Thursday, October 27, 2011

Some days I hate POLST


There are days I hate the POLST form (Physician Orders for Life Sustaining Treatment). In concept, it’s significantly better than the pre-hospital DNR and a generic Advanced Directive. But here in the state of California where I work, the POLST form is misguided, poorly worded, and highly charged with negative connotations. Don’t get me wrong, I still use the POLST all the time. But I have decided it’s time to update the form.

Let’s start with the name of the document: Physician Orders for Life-Sustaining Treatment.
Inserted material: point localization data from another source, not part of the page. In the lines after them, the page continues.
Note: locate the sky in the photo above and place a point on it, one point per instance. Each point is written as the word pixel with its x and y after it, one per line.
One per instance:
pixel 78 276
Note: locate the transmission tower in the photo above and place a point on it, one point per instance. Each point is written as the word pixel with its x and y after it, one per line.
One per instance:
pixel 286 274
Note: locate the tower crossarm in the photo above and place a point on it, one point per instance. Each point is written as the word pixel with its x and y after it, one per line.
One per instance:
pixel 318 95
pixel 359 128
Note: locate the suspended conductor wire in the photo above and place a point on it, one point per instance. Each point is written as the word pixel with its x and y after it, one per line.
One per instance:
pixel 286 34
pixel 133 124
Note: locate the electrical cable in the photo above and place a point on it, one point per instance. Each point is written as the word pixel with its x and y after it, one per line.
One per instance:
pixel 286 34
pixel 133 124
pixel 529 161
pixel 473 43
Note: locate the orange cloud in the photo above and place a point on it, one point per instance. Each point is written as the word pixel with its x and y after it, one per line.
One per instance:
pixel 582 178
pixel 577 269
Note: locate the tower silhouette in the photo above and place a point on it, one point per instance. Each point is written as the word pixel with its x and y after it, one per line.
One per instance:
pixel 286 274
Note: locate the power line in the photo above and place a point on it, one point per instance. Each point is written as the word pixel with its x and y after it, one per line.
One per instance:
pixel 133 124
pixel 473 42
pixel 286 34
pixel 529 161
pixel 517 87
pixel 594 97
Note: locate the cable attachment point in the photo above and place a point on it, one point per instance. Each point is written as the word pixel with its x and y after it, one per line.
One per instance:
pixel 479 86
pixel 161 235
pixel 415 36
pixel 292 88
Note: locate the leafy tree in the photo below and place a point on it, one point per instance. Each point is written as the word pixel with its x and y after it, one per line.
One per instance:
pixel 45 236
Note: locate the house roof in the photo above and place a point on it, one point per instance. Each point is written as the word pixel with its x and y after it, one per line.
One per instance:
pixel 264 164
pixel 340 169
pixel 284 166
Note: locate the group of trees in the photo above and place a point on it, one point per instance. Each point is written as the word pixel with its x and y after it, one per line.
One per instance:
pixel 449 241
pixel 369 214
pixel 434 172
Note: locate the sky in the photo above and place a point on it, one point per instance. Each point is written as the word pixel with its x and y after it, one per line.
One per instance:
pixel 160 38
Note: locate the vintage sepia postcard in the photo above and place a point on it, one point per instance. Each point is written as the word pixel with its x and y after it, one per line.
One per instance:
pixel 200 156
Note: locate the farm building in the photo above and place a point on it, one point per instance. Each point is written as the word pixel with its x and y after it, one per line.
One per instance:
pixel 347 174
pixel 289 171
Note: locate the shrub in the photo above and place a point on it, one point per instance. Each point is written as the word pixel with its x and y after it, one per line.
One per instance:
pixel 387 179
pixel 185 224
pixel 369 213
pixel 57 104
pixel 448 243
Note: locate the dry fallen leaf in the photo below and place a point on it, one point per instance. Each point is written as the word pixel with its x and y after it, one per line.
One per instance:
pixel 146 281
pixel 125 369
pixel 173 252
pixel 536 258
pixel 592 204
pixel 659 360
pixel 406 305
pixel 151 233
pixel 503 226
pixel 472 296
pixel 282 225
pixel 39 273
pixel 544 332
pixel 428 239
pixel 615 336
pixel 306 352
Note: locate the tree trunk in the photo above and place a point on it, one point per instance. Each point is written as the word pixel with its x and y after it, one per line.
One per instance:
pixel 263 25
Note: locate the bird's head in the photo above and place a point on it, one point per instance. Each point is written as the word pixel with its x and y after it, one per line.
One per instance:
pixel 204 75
The first thing we learn as geriatricians and palliative care providers who regularly have “goals of care” and “end of life” discussions with our patients is to avoid terminology which is medical jargon or laden with weighted connotations. We know that for many of the frail and ill patients with whom we have these complex discussions, cardiac resuscitation and mechanical ventilation often do not actually sustain life in the way most of them would define the quality of life they hope for as the outcome of any intervention. Rather, CPR and mechanical ventilation often prolong an inevitable death. By labeling this document “Physician Orders for Life-Sustaining Treatment” we imply that the interventions described in the form, should they be applied to you when you have “no pulse and [are] not breathing” (as detailed on the form) will be Life-Sustaining. So many of my patients, despite careful and thoughtful in-depth discussions I have with them prior to pulling out the POLST form, take pause when they see the title.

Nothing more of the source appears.